Para defender el reconocimiento de este nuevo derecho individual es clave tener muy claro el valor de la laicidad aunque no sólo. En el contexto europeo este valor permite a Europa mantener su riqueza interna y su apertura hacia el exterior. En la actualidad esta es la región del mundo en la que se mantiene un mayor grado de protección y tutela de los derechos fundamentales, donde la tendencia a la “constitucionalización de la persona” atiende a las innovaciones científico-técnicas en beneficio de los seres humanos. Esto no quiere decir que debamos renunciar a mejorar el modelo sino que este constituye un punto de referencia sólido y reconocido en un mundo en el que la libertad y los derechos humanos representan una esencial elección, donde la relación entre la vida y las normas debe ser permanentemente protegida de cualquier pretensión autoritaria y tendente a expropiar a las personas de su derecho a gobernar libremente su propia existencia.
Ascensión Cambrón
Universidad de A Coruña
A Coruña, 19 de septiembre de 2011.
[1] La tesis sobre la protección jurídica absoluta del derecho a la vida ha sido en efecto paradigmáticamente propugnada –aunque no sólo- por la Iglesia Católica , que se funda, obviamente, en razones de fe.

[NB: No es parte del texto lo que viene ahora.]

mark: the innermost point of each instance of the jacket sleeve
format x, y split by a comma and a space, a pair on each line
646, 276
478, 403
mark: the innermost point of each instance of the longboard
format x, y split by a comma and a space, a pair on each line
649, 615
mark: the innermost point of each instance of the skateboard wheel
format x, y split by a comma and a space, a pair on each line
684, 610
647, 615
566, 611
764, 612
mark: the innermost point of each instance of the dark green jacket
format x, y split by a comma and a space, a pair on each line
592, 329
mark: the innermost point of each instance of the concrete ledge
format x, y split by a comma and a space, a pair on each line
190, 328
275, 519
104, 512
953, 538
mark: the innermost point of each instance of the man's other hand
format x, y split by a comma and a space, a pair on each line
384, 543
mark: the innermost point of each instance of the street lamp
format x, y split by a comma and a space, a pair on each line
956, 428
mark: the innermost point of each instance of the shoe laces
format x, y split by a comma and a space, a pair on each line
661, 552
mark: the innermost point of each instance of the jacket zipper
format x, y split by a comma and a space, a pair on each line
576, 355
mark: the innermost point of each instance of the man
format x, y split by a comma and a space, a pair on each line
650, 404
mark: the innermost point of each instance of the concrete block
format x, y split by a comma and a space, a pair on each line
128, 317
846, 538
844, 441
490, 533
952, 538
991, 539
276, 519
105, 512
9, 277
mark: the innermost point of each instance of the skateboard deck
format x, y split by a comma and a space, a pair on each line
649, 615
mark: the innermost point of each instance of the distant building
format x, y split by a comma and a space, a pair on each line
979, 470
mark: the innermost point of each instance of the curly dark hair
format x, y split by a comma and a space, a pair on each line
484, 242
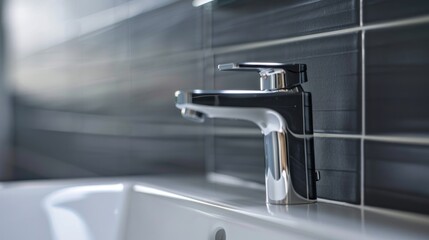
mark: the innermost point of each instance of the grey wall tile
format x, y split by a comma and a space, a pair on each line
385, 10
333, 77
338, 161
334, 82
278, 19
396, 176
396, 81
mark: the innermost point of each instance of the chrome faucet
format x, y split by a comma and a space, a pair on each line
282, 110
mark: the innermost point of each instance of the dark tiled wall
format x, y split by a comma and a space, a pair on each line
116, 114
103, 104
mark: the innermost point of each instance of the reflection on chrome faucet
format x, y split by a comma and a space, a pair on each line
282, 110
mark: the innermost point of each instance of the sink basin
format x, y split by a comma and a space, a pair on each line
183, 208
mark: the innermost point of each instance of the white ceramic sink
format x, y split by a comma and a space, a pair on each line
182, 208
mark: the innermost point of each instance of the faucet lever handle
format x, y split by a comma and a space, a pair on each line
274, 76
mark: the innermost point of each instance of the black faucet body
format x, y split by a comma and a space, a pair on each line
283, 112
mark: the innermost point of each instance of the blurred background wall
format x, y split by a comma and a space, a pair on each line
92, 86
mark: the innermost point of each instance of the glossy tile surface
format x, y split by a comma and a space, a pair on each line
396, 81
336, 98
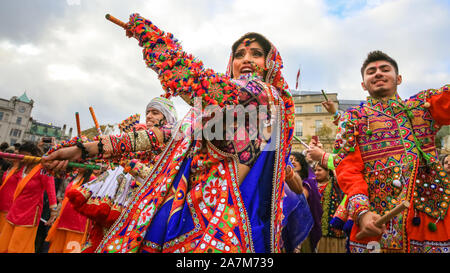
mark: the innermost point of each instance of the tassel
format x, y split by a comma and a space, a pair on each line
348, 227
337, 223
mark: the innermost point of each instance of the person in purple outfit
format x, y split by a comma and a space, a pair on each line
312, 195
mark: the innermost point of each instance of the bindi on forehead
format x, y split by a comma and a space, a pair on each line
248, 41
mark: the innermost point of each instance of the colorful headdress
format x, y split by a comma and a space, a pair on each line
166, 107
128, 124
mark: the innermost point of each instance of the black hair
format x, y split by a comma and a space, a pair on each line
330, 172
378, 55
304, 172
31, 148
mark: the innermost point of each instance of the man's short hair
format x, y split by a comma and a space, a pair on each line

La Encíclica Evangelium vitae (1995) del papa Juan Pablo II, por ejemplo, condena expresamente la eutanasia por ser “una grave violación de la ley de Dios” (n. 65).

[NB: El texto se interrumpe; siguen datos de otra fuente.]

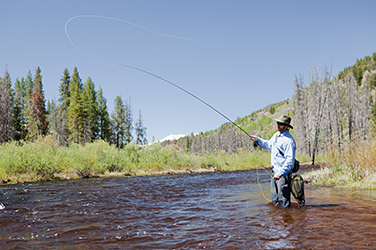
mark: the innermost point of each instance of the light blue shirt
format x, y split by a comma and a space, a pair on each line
282, 163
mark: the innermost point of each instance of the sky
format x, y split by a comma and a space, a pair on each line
236, 55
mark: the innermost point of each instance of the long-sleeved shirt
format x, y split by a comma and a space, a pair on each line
282, 146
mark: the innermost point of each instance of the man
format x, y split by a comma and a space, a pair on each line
282, 146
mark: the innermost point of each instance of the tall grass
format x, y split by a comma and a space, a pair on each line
45, 160
354, 167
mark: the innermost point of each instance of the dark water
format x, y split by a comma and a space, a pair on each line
194, 211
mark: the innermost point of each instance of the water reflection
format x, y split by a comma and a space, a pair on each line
196, 211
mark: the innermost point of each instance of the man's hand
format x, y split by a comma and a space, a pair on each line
276, 177
253, 137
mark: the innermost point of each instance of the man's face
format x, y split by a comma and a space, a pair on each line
281, 127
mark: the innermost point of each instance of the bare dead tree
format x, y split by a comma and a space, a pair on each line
6, 109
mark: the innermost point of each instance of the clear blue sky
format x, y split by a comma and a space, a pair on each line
255, 50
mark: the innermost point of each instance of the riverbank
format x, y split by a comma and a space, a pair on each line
354, 167
44, 160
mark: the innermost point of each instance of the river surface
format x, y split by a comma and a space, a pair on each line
192, 211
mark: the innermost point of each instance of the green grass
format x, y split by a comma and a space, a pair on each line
45, 160
355, 167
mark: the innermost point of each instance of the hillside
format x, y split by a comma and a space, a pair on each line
316, 103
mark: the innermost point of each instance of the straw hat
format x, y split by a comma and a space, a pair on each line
285, 119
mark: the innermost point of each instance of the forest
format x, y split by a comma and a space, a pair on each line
75, 136
80, 115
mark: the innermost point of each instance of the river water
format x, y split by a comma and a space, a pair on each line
191, 211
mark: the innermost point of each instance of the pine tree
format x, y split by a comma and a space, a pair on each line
89, 111
74, 110
140, 131
38, 124
60, 127
128, 123
64, 89
104, 118
118, 122
6, 109
20, 110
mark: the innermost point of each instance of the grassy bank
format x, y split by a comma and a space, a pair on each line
45, 160
355, 167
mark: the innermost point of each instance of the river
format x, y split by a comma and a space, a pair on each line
223, 210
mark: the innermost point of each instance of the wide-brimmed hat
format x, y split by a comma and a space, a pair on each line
285, 119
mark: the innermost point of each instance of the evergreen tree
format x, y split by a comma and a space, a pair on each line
64, 90
89, 111
104, 118
38, 124
20, 110
60, 127
118, 122
74, 110
6, 109
128, 122
140, 131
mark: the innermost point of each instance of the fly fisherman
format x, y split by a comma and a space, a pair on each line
282, 146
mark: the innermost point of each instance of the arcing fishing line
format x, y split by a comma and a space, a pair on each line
151, 74
145, 71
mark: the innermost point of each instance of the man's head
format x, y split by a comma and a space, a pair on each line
283, 123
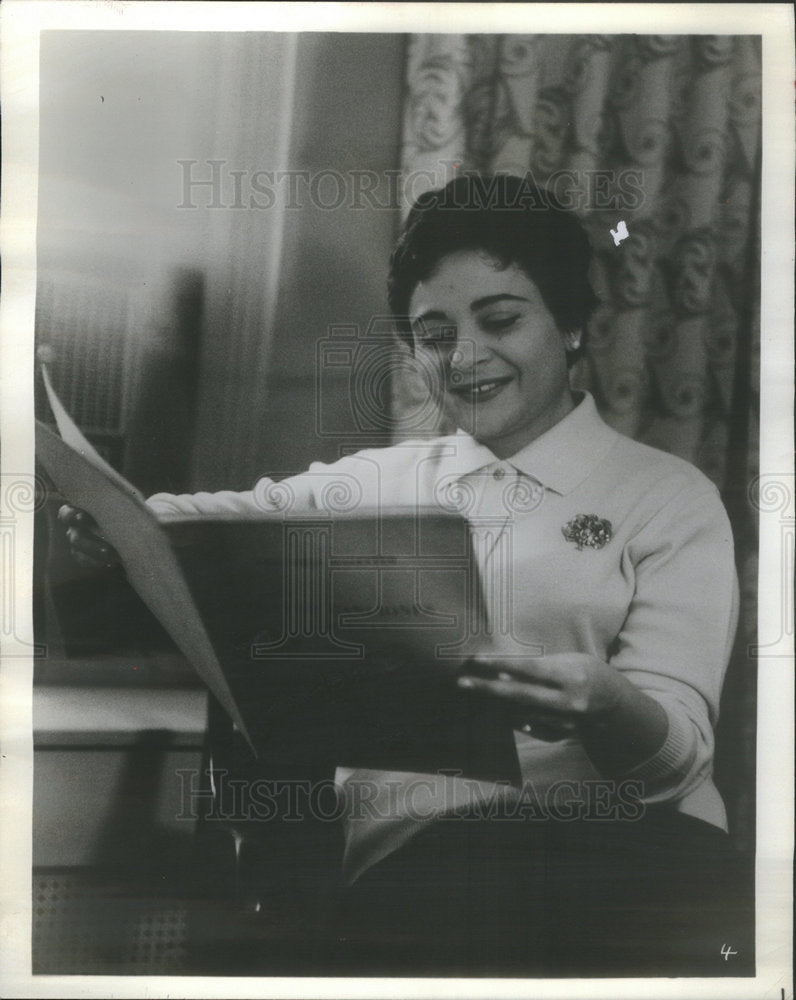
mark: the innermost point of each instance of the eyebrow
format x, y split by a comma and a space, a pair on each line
487, 300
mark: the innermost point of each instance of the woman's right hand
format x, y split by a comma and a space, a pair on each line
86, 544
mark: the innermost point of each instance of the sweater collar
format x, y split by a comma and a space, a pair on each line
560, 459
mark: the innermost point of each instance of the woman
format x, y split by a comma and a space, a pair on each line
613, 571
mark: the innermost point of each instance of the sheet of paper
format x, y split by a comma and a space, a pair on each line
128, 524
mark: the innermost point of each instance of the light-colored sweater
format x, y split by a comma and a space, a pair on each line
658, 600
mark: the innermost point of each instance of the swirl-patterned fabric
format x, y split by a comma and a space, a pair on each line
662, 133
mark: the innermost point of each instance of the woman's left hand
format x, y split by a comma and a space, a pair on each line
549, 696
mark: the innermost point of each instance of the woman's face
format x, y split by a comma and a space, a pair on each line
501, 356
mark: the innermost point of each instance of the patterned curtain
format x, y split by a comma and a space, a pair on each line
660, 132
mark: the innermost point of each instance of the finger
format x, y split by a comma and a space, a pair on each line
549, 732
91, 546
522, 694
69, 515
540, 669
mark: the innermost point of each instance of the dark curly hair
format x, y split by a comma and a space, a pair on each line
513, 221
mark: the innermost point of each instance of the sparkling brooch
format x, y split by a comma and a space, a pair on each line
588, 529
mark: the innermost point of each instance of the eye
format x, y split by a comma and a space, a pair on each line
499, 322
435, 335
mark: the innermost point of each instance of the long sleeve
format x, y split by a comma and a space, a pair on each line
677, 637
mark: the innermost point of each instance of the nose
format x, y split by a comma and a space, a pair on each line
471, 349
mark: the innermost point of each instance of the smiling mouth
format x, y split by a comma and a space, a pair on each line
480, 391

[2] La percepción pesimista de la muerte se contrasta en la actualidad con la esperanza que para muchos ciudadanos ha abierto la posibilidad de la despenalización de la eutanasia voluntaria. Primero en Holanda ( abril de 2002) seguida de Bélgica (septiembre de 2002). También lo está en Suiza, Luxemburgo, Colombia y en Oregón, pero conviene precisar que en ninguno de estos Estado ha sido reconocida como un “derecho” individual, sino sólo su despenalización.

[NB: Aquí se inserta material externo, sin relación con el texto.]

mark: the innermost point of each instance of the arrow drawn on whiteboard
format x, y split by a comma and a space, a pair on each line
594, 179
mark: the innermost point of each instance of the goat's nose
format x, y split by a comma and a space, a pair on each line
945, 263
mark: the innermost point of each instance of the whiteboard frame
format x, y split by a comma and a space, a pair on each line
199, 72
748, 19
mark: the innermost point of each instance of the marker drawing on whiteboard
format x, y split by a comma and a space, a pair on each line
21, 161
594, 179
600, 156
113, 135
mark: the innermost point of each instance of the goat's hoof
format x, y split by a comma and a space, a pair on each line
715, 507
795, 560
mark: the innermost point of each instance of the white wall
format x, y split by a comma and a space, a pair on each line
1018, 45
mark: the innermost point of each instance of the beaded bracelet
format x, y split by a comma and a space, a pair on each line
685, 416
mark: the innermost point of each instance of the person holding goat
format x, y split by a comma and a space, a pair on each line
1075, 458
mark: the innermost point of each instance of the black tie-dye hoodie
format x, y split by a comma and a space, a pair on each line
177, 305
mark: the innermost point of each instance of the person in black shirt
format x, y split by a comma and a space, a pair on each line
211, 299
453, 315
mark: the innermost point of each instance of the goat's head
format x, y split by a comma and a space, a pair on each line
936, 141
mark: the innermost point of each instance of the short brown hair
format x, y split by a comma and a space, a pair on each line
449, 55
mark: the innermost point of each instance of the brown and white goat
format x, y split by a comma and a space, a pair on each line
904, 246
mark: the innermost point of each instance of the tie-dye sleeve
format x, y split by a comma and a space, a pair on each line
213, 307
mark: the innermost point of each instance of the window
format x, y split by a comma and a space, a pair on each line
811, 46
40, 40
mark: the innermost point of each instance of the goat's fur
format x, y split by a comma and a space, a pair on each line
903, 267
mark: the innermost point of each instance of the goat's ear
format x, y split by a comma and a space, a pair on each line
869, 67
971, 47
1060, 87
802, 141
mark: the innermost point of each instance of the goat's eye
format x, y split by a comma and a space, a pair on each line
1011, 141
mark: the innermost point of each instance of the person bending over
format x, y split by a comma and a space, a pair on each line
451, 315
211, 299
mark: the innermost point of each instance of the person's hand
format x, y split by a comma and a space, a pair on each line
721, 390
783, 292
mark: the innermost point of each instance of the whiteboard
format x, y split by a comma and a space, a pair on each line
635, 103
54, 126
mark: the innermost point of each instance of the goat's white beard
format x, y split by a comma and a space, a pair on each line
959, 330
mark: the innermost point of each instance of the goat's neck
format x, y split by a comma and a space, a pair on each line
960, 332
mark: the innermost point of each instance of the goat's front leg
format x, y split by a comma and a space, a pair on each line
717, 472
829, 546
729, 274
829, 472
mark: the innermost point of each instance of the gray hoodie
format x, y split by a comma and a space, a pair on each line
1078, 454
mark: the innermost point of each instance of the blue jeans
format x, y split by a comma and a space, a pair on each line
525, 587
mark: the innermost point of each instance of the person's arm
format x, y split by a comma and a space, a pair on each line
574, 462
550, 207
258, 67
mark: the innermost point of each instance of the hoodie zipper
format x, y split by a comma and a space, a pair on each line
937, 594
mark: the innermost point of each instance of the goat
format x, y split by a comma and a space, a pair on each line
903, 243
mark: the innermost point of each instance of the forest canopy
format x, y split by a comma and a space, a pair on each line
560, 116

[3] Como anteriormente se ha aludido, ya existen en las sociedades occidentales movimientos consolidados a favor de la legalización de la eutanasia, ya sea vindicada esa legalización mediante la exigencia de despenalización o también como nuevo derecho individual.
[4] Este proceder lo ilustra ejemplarmente las sucesivas resoluciones adoptadas por los tribunales españoles en el caso de Ramón Sanpedro, como en el más reciente de la mujer italiana Eluana Englaro.
[5] Léanse en este sentido las recientes declaraciones de la Sra. Ana Pastor, anteriormente Ministra de Sanidad, respecto a la actual Ley de Salud sexual e interrupción del embarazo, si el partido Popular gana las próximas elecciones. Promete derogar dicha norma que reconoce a las mujeres el derecho a abortar.
[6] G. Bataille, Théorie de la religion, Gallimard, Paris, 1973, pp. 36-57.
[7] Situaciones que ya se produce en nuestro ámbito hospitalario y que expresan además grandes dosis de hipocresía e injusticia.
[8] Scienza e governance. La società europea della conoscenza presa sul serio. A cura de M. Tallachini, Rubberttino, Soveria Mannelli, 2008.